Ms Warren has also taken Mr Sanders’ side in his grievance about the 2016 election. In an interview with CNN in November 2017, when she was asked whether she agreed that the primary had been tilted in Ms Clinton’s favour, Ms Warren replied “yes.”

But tensions between the two have slowly grown since they entered the White House race, as they both pursue progressive voters and endorsements from left-wing leaders and groups. It was not until Ms Warren stopped saying “I’m with Bernie” on “Medicare for All” and devised her own plan that their relationship began to sour. Ms Warren laid out a transition to a single-payer system, while Mr Sanders repeatedly said he would do it “in my first week of office".
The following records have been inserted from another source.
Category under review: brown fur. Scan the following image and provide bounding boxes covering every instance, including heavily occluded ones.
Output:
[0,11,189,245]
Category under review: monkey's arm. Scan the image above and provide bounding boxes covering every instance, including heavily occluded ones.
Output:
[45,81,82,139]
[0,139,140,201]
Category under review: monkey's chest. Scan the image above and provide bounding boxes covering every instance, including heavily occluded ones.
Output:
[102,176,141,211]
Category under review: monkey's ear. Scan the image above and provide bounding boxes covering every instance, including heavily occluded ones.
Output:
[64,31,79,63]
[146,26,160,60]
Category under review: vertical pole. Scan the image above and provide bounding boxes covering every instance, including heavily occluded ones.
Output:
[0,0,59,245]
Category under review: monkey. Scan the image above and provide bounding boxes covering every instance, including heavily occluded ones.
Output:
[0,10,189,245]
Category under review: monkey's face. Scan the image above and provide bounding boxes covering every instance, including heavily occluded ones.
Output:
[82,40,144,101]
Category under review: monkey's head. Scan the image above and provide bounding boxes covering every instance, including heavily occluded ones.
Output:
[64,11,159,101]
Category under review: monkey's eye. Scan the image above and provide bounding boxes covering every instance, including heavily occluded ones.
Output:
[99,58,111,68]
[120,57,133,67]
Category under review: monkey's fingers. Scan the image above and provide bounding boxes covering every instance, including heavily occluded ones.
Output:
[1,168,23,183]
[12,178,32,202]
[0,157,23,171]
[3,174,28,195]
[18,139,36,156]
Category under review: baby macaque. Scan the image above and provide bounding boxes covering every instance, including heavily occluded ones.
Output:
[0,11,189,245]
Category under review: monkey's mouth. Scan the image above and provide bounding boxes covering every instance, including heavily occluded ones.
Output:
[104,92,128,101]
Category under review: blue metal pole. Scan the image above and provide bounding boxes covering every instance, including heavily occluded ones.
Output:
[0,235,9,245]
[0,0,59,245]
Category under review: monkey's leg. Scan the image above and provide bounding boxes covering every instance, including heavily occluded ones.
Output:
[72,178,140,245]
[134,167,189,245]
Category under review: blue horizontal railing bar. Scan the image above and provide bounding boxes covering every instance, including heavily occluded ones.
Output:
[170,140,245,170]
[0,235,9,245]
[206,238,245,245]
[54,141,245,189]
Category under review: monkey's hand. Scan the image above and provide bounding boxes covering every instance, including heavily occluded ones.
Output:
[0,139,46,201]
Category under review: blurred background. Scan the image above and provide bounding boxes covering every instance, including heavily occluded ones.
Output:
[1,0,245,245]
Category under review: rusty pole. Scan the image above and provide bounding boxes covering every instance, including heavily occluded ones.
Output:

"She tries to be a little flexible, says she wouldn’t do it until her third year, and she gets attacked by him,” said Mr Frank, who has not endorsed, but is friends with, Ms Warren.

Now, after a head-spinning week, it’s clear both campaigns would like to move on.

Responding to a reporter who tweeted about trying unsuccessfully to get Mr Sanders to comment on the post-debate argument, an adviser to Mr Sanders, David Sirota, sought to stoke a different storyline.”I have a crazy idea: perhaps you should ask him about Joe Biden’s 40-year crusade to cut Social Security and Bernie’s own efforts to protect Social Security,” Mr Sirota wrote.